Actions vs. Knowledge Sources: What's the Difference?
Both make your agent smarter - but in completely different ways.
Table of Contents
You want your agent to help customers check their order status. You add your order management system as a source. The agent learns about orders in general - but when a customer asks about their specific order, it still cannot tell them. It can describe what an order status is. It cannot look one up.
That is the difference between a source and an action. A source gives your agent knowledge. An action gives your agent the ability to do something with it - look something up live, send a message, update a record. For order status, you need an action that calls your order management API, not a source that describes how orders work. Understanding which one to reach for will save you a lot of time spent wondering why something is not working.
In this article, you'll learn:
- What makes Sources and Actions different
- How to decide which one you need
- Real examples of when to use each
The Core Difference
Think of it this way:
- Knowledge Sources give your agent something to know.
- Actions give your agent something to do.
A Source is static content - articles, documents, past conversations - that your agent reads and uses to form answers.

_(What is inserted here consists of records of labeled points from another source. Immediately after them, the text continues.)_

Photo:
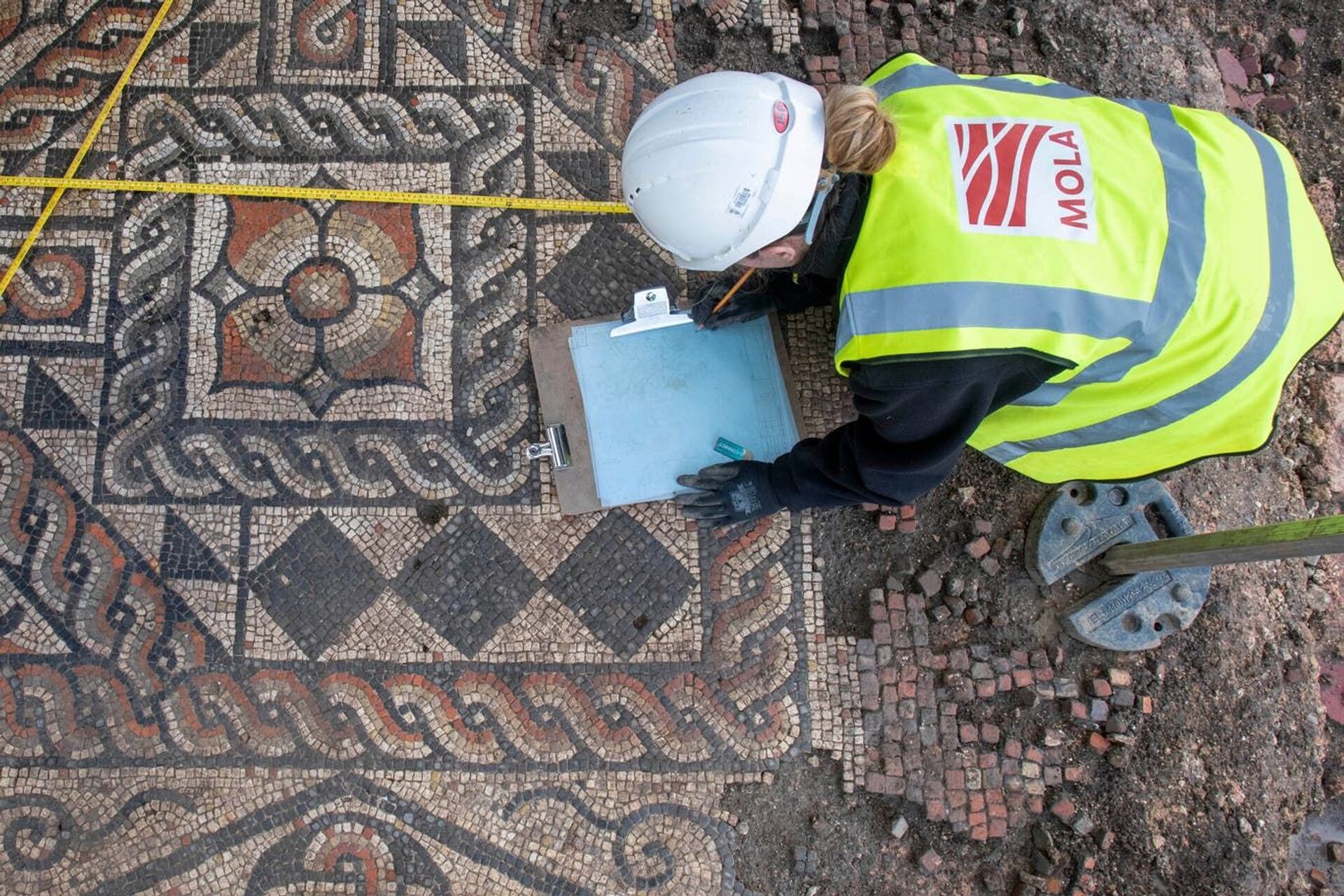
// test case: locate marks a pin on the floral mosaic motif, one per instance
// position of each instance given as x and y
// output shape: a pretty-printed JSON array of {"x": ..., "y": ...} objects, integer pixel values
[
  {"x": 233, "y": 648},
  {"x": 330, "y": 298}
]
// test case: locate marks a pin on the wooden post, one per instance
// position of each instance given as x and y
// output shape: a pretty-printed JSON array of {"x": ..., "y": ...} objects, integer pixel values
[{"x": 1276, "y": 542}]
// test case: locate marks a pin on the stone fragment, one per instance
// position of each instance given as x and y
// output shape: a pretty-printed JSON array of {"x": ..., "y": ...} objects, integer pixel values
[
  {"x": 929, "y": 582},
  {"x": 1230, "y": 69},
  {"x": 1323, "y": 200},
  {"x": 1280, "y": 104}
]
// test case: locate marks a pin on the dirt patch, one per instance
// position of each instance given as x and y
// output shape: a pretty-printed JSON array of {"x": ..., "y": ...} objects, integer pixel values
[
  {"x": 702, "y": 46},
  {"x": 1238, "y": 752}
]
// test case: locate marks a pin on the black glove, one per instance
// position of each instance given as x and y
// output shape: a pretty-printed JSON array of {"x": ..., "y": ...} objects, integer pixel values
[
  {"x": 727, "y": 493},
  {"x": 748, "y": 304}
]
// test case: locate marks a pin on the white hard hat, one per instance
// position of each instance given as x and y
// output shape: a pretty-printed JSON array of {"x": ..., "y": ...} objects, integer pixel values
[{"x": 723, "y": 164}]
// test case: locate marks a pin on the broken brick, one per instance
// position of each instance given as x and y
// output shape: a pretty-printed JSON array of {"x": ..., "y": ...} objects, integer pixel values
[{"x": 1230, "y": 69}]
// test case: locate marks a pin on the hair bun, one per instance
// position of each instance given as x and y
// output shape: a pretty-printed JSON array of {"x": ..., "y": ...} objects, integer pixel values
[{"x": 860, "y": 134}]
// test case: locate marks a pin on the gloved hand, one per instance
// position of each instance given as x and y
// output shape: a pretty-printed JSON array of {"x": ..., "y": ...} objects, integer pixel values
[
  {"x": 727, "y": 493},
  {"x": 748, "y": 304}
]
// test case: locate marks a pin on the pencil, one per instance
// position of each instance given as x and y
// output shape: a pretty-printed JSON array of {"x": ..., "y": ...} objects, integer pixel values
[{"x": 732, "y": 292}]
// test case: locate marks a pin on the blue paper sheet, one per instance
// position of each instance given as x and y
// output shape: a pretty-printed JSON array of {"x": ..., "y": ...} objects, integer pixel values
[{"x": 656, "y": 402}]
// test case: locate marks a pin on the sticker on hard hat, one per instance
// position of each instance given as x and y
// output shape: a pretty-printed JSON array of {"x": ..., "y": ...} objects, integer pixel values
[
  {"x": 739, "y": 200},
  {"x": 1025, "y": 178}
]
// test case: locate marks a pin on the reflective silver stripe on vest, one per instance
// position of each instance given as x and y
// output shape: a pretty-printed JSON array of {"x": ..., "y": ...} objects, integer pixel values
[
  {"x": 1183, "y": 257},
  {"x": 1256, "y": 351},
  {"x": 904, "y": 309}
]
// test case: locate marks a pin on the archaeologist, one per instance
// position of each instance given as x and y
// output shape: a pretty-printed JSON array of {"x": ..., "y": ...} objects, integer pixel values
[{"x": 1078, "y": 288}]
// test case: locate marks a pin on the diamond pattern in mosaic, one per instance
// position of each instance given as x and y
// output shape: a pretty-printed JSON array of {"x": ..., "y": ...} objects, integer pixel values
[
  {"x": 253, "y": 416},
  {"x": 603, "y": 272},
  {"x": 315, "y": 584},
  {"x": 622, "y": 583},
  {"x": 467, "y": 583}
]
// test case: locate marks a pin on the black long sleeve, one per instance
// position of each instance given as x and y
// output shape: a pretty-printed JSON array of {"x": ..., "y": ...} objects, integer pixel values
[{"x": 914, "y": 419}]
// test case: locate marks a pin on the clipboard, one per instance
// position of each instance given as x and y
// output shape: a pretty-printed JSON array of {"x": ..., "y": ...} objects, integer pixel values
[{"x": 625, "y": 415}]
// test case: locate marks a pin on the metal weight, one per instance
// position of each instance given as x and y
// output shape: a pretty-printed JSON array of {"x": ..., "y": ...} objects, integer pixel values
[{"x": 1082, "y": 520}]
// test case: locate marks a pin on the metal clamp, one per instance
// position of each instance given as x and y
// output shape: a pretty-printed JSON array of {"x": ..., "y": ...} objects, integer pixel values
[
  {"x": 1079, "y": 523},
  {"x": 555, "y": 448}
]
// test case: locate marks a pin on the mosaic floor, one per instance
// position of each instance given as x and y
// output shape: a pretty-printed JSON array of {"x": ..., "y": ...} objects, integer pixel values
[{"x": 232, "y": 656}]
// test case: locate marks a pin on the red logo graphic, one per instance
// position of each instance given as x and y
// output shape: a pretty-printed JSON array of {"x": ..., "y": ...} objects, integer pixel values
[
  {"x": 1031, "y": 178},
  {"x": 996, "y": 169}
]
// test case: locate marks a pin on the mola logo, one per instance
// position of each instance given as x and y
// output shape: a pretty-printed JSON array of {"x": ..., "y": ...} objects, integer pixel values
[{"x": 1023, "y": 178}]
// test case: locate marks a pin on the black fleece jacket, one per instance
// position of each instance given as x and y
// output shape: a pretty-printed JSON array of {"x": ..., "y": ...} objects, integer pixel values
[{"x": 914, "y": 414}]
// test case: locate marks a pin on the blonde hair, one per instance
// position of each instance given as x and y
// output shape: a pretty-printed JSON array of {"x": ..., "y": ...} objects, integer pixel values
[{"x": 860, "y": 134}]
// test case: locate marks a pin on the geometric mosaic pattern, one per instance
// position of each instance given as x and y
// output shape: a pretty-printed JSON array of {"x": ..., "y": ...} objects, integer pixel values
[{"x": 232, "y": 656}]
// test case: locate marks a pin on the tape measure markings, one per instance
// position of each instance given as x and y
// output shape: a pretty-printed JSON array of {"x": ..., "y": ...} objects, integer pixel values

An Action is a live task your agent can execute during a conversation.
| Knowledge Source | Action | |
|---|---|---|
| What it does | Gives the agent content to answer from | Lets the agent perform a task |
| When it runs | Every time a question is asked | Only when the trigger condition is met |
| Data | Pre-existing, stored content | Live, real-time data or tasks |
| Examples | Help articles, PDFs, Slack messages | Send an email, check a calendar, call an API |
| Setup | Connect a platform or upload content | Configure a task and write a trigger |
When to Use a Knowledge Source
Use a Knowledge Source when the answer already exists somewhere as written content - and your agent just needs to find it and share it.
Use a Source when:
- The answer is in your knowledge base, a document, or a webpage
- The information is relatively stable and doesn't change in real time
- You want your agent to explain, summarize, or guide based on existing content
Examples:
- "How do I reset my password?" → answered from a knowledge base article
- "What's your refund policy?" → answered from a policy document
- "How does the billing cycle work?" → answered from an FAQ snippet
When to Use an Action
Use an Action when answering the question requires doing something - fetching live data, triggering a process, or interacting with an external system.
Use an Action when:
- The answer depends on real-time data (e.g., order status, account balance, availability)
- Something needs to happen as a result of the conversation (e.g., send an email, book a meeting)
- The agent needs to interact with an external tool or API
Examples:
- "What's the status of my order?" → needs to look up live data via an API
- "Can I book a demo for Thursday?" → needs to check availability and create a calendar event
- "Send me a summary of this conversation" → needs to trigger an email
The Grey Area: When You Might Need Both
Sometimes the same question requires both a Source and an Action working together.
Example: A user asks about upgrading their plan.
- The agent uses its Knowledge Source (your pricing documentation) to explain the available plans and what each one includes.
- If the user decides to upgrade, the agent uses an Action (a CRM or billing API) to initiate the upgrade process.
The Source handles the information part. The Action handles the doing part. Together they create a conversation that goes from question to resolution without the user having to go anywhere else.
A Quick Decision Guide
Ask yourself: "Does my agent need to look something up or do something right now - or does it just need to know the answer?"
- Just needs to know the answer → Knowledge Source
- Needs live data or to trigger something → Action
- Needs to explain something AND do something → Both
Best Practices
- Start with Sources. Get your agent answering questions well before adding Actions - a well-sourced agent without Actions is more useful than a poorly sourced one with lots of Actions.
- Don't use an Action where a Source will do. Actions add complexity. If the answer is already in your knowledge base, you don't need an Action to retrieve it.
- Think of Actions as automation opportunities. Any time your support team manually does something after a conversation ends - sending a follow-up, logging a ticket, checking an account - that's a candidate for an Action.